CCI spoke to Sergio Guzmán, an experienced political risk analyst based in Bogotá, to further understand the most relevant social and security risk areas in the country.
Some of these groups may hold affiliations with national organized-crime networks such as the Clan del Golfo, “but the same is true of the gangs extorting regular businesses”, the analyst says.
This threat of national groups could increase should they adopt a strategy of diverting high-quality medicinal product to the recreational market, or if businesses are forced to deal in large sums of cash due to banking limitations (as is the case in the U.S.), Isaacson warns. Either of these would mean the industry quickly becomes more attractive to larger, national groups.
BE PREPARED: To minimize the threat of criminal groups the government has established formal security requirements for the sector. But whilst several military intelligence experts told CCI the requirements are more than adequate, many operating within the industry remain unconvinced.
Various business have opted to purchase greenhouses guarded by the latest security technology or at least covered cultivation sites as opposed to cheaper open- field cultivation sites. “No amount of security personnel is enough to protect an open field” a lawyer told CCI. It is also becoming quickly apparent that the preferred locations for cultivations sites are within an hour of airports to minimize security risks in transit (SEE MAP). Some firms are reportedly considering utilizing helicopters to transport product, a costly compromise that is out of the reach of small businesses.“One of the things I have been repeating for years is that it’s very difficult to put a blanket rating on Colombia”, says Guzman. “All politics is local and all criminal activity is also local”.
In Cauca, for example, as well the presence of various armed groups, there are many recreational drug plantations who may see legal cultivations as a form of competition that endangers them. Although it offers great cultivation possibilities, “in Cauca everything is a risk”, advises Guzman.
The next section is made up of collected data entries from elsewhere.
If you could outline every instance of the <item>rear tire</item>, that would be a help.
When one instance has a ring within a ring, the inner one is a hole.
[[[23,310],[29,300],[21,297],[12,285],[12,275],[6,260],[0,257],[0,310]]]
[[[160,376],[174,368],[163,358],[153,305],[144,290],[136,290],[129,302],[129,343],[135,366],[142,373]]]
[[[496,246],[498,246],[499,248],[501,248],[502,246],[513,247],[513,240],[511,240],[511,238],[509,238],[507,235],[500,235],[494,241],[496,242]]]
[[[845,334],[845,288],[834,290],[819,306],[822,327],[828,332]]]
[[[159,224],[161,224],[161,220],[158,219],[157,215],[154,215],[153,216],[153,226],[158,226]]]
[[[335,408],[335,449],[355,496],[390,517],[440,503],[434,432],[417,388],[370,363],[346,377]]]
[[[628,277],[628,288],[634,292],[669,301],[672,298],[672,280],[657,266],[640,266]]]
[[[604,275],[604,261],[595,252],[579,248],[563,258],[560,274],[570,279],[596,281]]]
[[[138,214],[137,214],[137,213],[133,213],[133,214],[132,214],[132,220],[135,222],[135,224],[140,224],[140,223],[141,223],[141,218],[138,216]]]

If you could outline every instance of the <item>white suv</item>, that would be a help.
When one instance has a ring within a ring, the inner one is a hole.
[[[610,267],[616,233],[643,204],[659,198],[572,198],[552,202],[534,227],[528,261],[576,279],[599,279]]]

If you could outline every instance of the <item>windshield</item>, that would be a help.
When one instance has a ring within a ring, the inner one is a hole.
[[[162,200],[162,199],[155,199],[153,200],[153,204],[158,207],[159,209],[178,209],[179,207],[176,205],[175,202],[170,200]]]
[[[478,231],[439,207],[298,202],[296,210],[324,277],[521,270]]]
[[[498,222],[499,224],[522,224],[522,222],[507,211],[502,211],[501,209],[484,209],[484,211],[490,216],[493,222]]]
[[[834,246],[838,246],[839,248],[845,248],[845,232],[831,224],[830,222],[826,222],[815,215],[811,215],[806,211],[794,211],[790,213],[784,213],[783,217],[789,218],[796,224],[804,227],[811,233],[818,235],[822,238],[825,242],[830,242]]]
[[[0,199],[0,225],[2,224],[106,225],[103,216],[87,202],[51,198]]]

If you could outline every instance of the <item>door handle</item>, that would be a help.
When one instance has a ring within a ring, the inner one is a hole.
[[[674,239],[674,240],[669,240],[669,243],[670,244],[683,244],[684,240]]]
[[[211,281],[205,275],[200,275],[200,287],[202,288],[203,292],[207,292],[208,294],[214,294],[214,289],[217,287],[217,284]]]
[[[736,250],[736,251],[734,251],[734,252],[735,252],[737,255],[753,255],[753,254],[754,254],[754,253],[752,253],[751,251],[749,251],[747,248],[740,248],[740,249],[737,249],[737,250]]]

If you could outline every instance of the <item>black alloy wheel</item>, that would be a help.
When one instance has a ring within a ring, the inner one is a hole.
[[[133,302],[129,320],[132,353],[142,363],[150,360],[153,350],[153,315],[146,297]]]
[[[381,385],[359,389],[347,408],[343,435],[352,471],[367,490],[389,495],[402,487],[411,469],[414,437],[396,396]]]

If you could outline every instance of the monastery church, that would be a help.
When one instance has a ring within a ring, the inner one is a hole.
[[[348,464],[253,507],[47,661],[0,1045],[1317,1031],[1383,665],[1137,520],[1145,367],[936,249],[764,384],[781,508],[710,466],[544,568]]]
Thus businesses should extensively evaluate the threats in the areas they propose to operate - principally criminal groups, transportation options, local community relations and illegal drug cultivation. While some areas offer great advantages, these advantages could be outweighed by security issues. Investors should be equally vigilant when laying their money on the line.
“I would look where the licenses or project is based”, adds Guzman. “Secondly, look for the papers. Do they have policy, do they have insurance, do they have good relationships with the communities where they operate, and what are their relationships with authorities?”